Military stake stymies $4bn Zimbabwe platinum project
A plan to build Zimbabwe’s biggest platinum mine at a cost of about $4- billion is floundering because a military stake in the project has deterred potential backers, according to people familiar with the funding discussions.
The African Export-Import Bank has the mandate to raise money for the mine, a joint venture between Russian and Zimbabwe investors. While the bank provided $192- million of its own funds, meetings in the past year with investors, including South Africa’s Public Investment Corporation (PIC), the continent’s biggest fund manager, failed to bring additional commitments, one of the people said, asking not to be identified because the talks are private.
Zimbabwe has the world’s third-largest reserves of platinum, palladium and related metals such as rhodium – which typically occur together – after South Africa and Russia. President Emmerson Mnangagwa is trying to lure investment into the country to help rebuild the economy, devastated during the 37-year rule of Robert Mugabe.
The sticking point is a Zimbabwe military company that once was subject to US sanctions. Zimbabwe Defence Industries (ZDI) and Zimbabwe Mining Development Corporation together hold 30% of the joint venture, known as Great Dyke Investments, through Pen East, a company they control, according to documents seen by Bloomberg.
Vi Holding, led by Russian entrepreneur Vitaliy Machitski, has a 50% stake in Great Dyke, and 20% is held by undisclosed Zimbabwe investors, the documents show. While the documents are dated 2012, the shareholdings are about the same today, two of the people familiar with the discussions have said. The $4-billion figure is a government estimate of the cost to develop the mine and associated infrastructure.
“If there is any kind of military shareholding, it will make Western investors very uncomfortable, especially the banks,” said Peter Major, a mining analyst at Mergence Corporate Solutions, in Cape Town.
South Africa’s PIC declined to comment. Zimbabwe’s Defence Ministry, ZDI and Vi Holding did not respond to telephone and email requests for comment.
The US Treasury imposed sanctions on ZDI and several politicians in 2004 because of violence and irregularities in the nation’s 2000 and 2002 elections. Vi Holding groups Russian companies, including State-controlled Rostec Corp and development bank VEB, according to the people. Both companies have also been sanctioned by the US because of Russia’s 2014 annexation of Crimea.
Global Witness previously tied ZDI to diamond mining in eastern Zimbabwe through an indirect shareholding in a Chinese company. Mugabe said his government lost large sums to theft from that deposit, and Human Rights Watch in 2009 accused the military of shooting and killing 200 miners there.

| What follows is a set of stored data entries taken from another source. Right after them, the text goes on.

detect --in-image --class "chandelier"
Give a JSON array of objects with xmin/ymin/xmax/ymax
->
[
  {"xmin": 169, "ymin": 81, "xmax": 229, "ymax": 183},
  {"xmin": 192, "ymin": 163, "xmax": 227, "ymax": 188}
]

This would not be the first time military involvement thwarted a mining project. In 2000, Oryx Diamonds scrapped plans to trade in London after its adviser withdrew support under pressure from the UK government. Oryx had planned a diamond mine in the Democratic Republic of Congo (DRC) with investors that included another Zimbabwe military company at a time when Mugabe’s forces were fighting in the DRC.
Mugabe handed the Great Dyke concession to Russian investors in 2006, after the Zimbabwe government had repossessed land from a unit of South Africa’s Impala Platinum (Implats). The first joint venture to try to tap the deposit was Ruschrome Mining, according to the Zimbabwe government. Vi Holding took over Ruschrome’s shareholding in 2014.

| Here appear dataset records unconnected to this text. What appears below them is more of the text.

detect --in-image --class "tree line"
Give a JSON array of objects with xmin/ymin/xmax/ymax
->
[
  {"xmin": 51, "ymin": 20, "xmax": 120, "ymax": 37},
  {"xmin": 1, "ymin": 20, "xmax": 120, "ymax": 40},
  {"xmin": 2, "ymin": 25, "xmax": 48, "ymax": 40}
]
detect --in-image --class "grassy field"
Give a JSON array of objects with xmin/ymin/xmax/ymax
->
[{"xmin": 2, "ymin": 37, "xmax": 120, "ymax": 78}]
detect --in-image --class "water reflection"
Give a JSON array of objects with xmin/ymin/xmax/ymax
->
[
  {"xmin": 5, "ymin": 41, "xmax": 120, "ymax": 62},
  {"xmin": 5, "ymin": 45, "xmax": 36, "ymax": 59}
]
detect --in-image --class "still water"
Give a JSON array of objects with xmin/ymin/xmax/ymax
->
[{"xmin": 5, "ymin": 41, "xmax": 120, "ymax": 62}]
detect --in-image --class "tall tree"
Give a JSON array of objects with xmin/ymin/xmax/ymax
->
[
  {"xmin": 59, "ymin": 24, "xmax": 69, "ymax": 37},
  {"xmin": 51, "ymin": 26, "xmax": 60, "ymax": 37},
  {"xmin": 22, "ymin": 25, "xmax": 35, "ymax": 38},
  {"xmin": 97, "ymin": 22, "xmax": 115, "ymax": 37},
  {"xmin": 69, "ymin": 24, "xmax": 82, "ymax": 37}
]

An offer about eight years ago by a “large international mining house” to buy out Pen East from the project for $30-million was rejected, according to a proposal prepared by CDF Trust & Consulting, a Zimbabwe consultancy, that was seen by Bloomberg. CDF Trust MD Caleb Dengu declined to comment.
Agreements signed by Great Dyke, Afreximbank, Vi Holding, the Russian Export Centre and African Finance Corporation to develop the mine were exchanged at a meeting between Russian President Vladimir Putin and Mnangagwa in Moscow in January.
The project could produce more than 800 000 oz of platinum-group metals a year, only one-fifth less than Zimbabwe’s total current output from mines owned by Implats and Anglo American Platinum. Afreximbank is seeking funding at a time when supplies of the metal are balanced and a significant increase in production could depress prices.
Afreximbank, which is based in Egypt, will allow potential backers of the mine at Darwendale, north of the capital, Harare, to use a $1.4-billion guarantee it provided for Zimbabwe, one of the people said. Afreximbank is partly owned by African governments. African Finance Corporation, whose holders also include African governments, has agreed to invest $75-million, said Hesphina Rukato, Great Dyke’s chairperson. Afreximbank will complete financing details for the project around June, she said.